Course Description

Title: IFT 6757 Autonomous Vehicles (aka. Duckietown)

Instructor: Liam Paull



Background and Description:

Self-driving vehicles are poised to become one of the most pervasive and impactful applications of autonomy, and have received a great deal of attention of-late. The development of self-driving vehicles provides the opportunity to address difficult challenges that are shared throughout the robotics domain and more broadly to the fields of machine learning, computer vision, and artificial intelligence. These challenges include the co-design of hardware components and algorithms, the coupled interaction between perception and control, understanding and quantifying uncertainty, the optimal allocation of finite computational resources to concurrent processes, and safe multi-agent behaviors.

This course considers problems in perception, navigation, and control, and their systems-level integration in the context of self-driving vehicles through an open-source curriculum for autonomy education that emphasizes hands-on experience. Integral to the course, students will collaborate to implement concepts covered in lecture on a low-cost autonomous vehicle with the goal of navigating a model town complete with roads, signage, traffic lights, obstacles, and citizens. The wheeled platform is equipped with a monocular camera and a performs all processing onboard with a Raspberry Pi, and must: follow lanes while avoiding obstacles, pedestrians and other robots; localize within a global map; navigate a city; and coordinate with other robots to avoid collisions. The platform and environment are carefully designed to allow a sliding scale of difficulty in perception, inference, and control tasks, making it usable in a wide range of applications, from undergraduate-level education to research-level problems.

Important Note 1: Every student will be given their own robot to build, personalize and love for the semester.

Important Note 2: The course will be taught in conjunction with the AI Driving Olympics live competition that will take place at NIPS 2018. Students will submit entries ot the competition as part of the class.

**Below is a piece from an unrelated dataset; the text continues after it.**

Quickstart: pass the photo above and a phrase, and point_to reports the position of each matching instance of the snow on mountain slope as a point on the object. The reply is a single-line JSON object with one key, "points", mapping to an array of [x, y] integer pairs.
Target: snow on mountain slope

Important Note 3: This is a completely open source class. As a result, this class will never be the same twice since we always build on what already exists. Students who do a great job have the potential that their work will become the new repository standard for others to try and beat in subsequent iterations.


The teaching objectives that we most care about are:

  • Have the students understand how methods from heterogeneous disciplines such as control theory, machine learning, computer vision, and artificial intelligence are integrated together to create a complex autonomous system.

  • Discuss the co-design constraints and the design trade-offs explicitly. A typical example is a trade-off like “use cheap mechanisms with sophisticated algorithms” vs “use reliable hardware and simple algorithms”.

  • Familiarize the students with the basic practices of reliable system development, including test-driven and data-driven development.

  • Familiarize the students with the tools and the dynamics of software and hardware open-source development. All homework is shared on a central Git repository. After each milestone, everybody’s software is readable for everybody to re-use.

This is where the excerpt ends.